To name just one more example, only two weeks ago Rachael by-God Ray featured a segment on her network television show about “mysterious illnesses” — and one of them was sleep paralysis, a subject which, as indicated by the explosion of recent books and documentary films (one of which caught Ray’s attention), and by the solid backbone of scholarship established by Dr. David J. Hufford over the past three decades,

  1. is linked directly to religious experience, and is in fact an authentic firsthand religious experience of its own;
  2. is a classic instance of a major human experience that has been rejected by the dominant Western worldview of the past several centuries; and
  3. is manifestly edging its way into the mainstream of the Western first-world cultural conversation.

In short, I find this all quite astonishing, not to mention hugely gratifying. And although I fear my chosen data points in support of my conclusion or suspicion may seem idiosyncratic and weird, I don’t think this invalidates the suspicion itself.

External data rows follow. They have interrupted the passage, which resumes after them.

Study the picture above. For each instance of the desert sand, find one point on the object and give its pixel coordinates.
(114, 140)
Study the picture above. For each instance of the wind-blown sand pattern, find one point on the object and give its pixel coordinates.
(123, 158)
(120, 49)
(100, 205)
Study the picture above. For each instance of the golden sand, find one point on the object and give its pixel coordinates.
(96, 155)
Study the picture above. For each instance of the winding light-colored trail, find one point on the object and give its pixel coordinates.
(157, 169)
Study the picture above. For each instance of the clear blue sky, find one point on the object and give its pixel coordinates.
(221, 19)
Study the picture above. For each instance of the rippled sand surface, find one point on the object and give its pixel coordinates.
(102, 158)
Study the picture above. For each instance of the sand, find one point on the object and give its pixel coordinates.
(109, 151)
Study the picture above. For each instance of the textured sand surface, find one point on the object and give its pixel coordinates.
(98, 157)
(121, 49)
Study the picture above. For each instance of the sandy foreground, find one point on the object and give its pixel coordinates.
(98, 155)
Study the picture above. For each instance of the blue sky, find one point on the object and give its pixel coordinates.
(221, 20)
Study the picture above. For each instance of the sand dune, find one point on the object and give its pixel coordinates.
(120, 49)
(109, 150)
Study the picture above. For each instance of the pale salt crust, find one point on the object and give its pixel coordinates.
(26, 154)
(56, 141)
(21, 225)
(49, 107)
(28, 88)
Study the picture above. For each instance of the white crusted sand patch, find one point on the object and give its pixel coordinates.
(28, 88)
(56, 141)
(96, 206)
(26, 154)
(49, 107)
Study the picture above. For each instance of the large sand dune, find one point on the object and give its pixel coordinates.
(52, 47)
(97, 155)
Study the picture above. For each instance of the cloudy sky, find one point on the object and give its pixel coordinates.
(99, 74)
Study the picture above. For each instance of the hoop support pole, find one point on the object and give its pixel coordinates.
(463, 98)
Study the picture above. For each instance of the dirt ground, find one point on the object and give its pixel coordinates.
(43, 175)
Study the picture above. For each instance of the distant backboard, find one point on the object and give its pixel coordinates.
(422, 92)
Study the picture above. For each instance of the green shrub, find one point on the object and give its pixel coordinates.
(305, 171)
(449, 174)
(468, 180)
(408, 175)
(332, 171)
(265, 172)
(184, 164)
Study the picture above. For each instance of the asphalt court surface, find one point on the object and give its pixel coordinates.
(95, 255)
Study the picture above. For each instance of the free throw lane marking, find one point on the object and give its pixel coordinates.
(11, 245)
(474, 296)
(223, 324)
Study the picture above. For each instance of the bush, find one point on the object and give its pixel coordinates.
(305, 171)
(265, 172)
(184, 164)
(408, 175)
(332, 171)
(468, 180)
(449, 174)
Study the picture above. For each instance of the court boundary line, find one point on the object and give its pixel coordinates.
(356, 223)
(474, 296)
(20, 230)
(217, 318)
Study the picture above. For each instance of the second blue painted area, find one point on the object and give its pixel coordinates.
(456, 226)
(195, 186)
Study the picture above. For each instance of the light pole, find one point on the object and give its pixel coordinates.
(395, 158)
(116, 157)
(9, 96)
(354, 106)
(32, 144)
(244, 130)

So where’s it going to lead? Naturally, I have no idea. But I’m currently rereading Robert Anton Wilson’s Cosmic Trigger to remind myself of where the original consciousness revolution came from, and of the extent of its failure due to a tendency toward personal dissipation, as interacting with the violent backlash from a dominant mainstream culture acting out a psychological/neurological imprint of reactionary hatred and fear. At the same time, I’m wondering if maybe, just maybe, things might really have a chance to change this time.